Wednesday, 7 January 2015

Safek Tumah Birshut Harabim

Rav Wolf’s chapter on ספק טומאה ברשות הרבים וברשות היחיד in מנחה טהורה begins with the question of source. I remember, while I was in Rav Noam Vershner’s shiur, he would often begin a sugiya with an investigation of the source source of a Halacha, before getting into the lomdus. I found this methodology helpful. Knowing where a din comes from is an important key in attempting to understand it.

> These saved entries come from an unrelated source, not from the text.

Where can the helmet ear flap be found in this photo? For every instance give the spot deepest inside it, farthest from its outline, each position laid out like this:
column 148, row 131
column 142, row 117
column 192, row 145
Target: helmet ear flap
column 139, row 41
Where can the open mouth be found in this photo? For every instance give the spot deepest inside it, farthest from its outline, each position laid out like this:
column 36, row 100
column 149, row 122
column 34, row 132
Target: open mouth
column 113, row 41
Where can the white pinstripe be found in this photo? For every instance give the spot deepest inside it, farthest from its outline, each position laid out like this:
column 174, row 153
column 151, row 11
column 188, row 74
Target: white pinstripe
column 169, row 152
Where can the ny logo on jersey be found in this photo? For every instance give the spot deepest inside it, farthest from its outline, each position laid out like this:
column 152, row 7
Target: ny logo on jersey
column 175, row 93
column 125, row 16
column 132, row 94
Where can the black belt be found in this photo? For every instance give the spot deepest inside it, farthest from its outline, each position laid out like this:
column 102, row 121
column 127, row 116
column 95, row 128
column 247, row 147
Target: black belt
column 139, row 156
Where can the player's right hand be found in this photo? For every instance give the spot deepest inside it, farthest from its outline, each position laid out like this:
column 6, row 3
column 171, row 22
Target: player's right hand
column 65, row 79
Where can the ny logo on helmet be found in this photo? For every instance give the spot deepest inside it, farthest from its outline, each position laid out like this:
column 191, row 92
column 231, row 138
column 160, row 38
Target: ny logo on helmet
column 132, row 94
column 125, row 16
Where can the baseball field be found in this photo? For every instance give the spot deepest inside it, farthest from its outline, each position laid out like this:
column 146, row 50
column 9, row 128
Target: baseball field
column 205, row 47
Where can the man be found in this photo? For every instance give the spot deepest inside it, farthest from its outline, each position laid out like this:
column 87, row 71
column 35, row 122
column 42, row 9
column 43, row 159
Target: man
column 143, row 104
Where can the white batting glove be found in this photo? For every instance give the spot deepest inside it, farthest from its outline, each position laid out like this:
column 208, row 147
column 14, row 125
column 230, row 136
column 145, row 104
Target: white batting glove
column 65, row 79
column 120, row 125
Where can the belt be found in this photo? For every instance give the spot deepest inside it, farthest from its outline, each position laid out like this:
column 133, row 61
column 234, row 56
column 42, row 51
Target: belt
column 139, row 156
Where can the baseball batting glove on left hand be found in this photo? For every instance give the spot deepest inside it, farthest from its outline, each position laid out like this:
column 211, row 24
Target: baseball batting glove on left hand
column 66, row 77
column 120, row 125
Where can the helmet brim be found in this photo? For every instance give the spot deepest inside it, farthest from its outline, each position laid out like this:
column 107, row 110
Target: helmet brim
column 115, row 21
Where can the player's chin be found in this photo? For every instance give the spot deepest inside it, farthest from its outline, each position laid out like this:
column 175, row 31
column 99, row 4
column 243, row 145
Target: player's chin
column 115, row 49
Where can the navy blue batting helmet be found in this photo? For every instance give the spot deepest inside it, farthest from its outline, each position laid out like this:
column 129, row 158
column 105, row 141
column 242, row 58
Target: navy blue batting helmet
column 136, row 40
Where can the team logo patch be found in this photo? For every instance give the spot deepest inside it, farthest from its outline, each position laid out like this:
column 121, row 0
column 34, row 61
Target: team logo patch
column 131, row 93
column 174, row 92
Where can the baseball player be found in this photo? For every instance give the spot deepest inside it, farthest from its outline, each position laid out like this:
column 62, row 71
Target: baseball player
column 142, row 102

Related to the question of source, one of the most basic chakirot is whether a din is deoraita or derabanan(see “The Conceptual Approach to Torah Learning”, Lichtenstein). This distinction alone has a big effect on what sort of svarot we’re willing to consider. Also, if a halacha is derived from another din, then this gives us further conceptual fodder, assuming the comparison is a fundamental one.

Reshut Harabim


So there’s a general rule in Taharot about dealing with sfeikot. If the safek occurred in a public space then we’re lenient, but if it occurred in a private space then we’re machmir. Rav Wolf cites four possible sources for this rule:

  1. Tosafot in Chullin(ט: ד"ה התם הלכתא) learns both sides of this rule(reshut hayachid/reshut harabim) from Sotah, whose potential tumah occurred in a private space and who is therefore forbidden to her husband.
  2. Tosafot in Sotah(כח: ד"ה מכאן), on the other hand, says that there is always a chezkat tahara. Only the chumra in reshut hayachid is derived from Sotah
  3. The Tosefta(טהרות ו:יז) and Yerushalmi also learn reshut hayachid from Sotah, however they learn reshut harabim from a kal vachomer from the din that the korban Pesach can be brought betumah if most of the nation are tmeiim
  4. The Rambam(שאר אבות הטומאה טז:א) also learns the kulah of reshut harabim from Pesach, but he argues that this is the default option for Taharot. He says, the chumra in reshut hayachid is derabanan.

Why is there a difference?

Rav Wolf then moves on to his main chakira for this chapter: whether the difference between reshut hayachid and reshut harabim is due to a difference in the level of safek or due to some difference in how we relate to tumah in particular:
  • Raglayim Ladavar- Reshut Hayachid is an enclosed space so ‘raglayim ladavar’. Therefore our doubt is weighted towards suspicion of tumah, like Sotah.
  • Becoming Tamei in Reshut Rarabim is Less Severe
    • Knas- should have been more careful in Reshut Hayachid, since it's easy to do so.
    • Social Neccessity- it's not practical to be machmir in Reshut Harabim.

Mapping Sources to Svarot

So how do these explanations match up with the sources we suggested earlier?

Raglayim Ladavar- This explanation works with the first three derivations, which all learn Reshut Hayachid from Sotah. It’s clearly incompatible with the Ramabam, however, who thinks the comparison with Sotah is not fundamental

Knas- This sounds much like the Rambam who says that the chumra birshut hayachid is derabanan.

Social Neccessity- This sounds most like the Tosefta/Yerushalmi, who compare reshut harabim to the Korban Pesach. In Pesach too, the leniency with regard to tumah sounds more like a practical necessity than an ideal.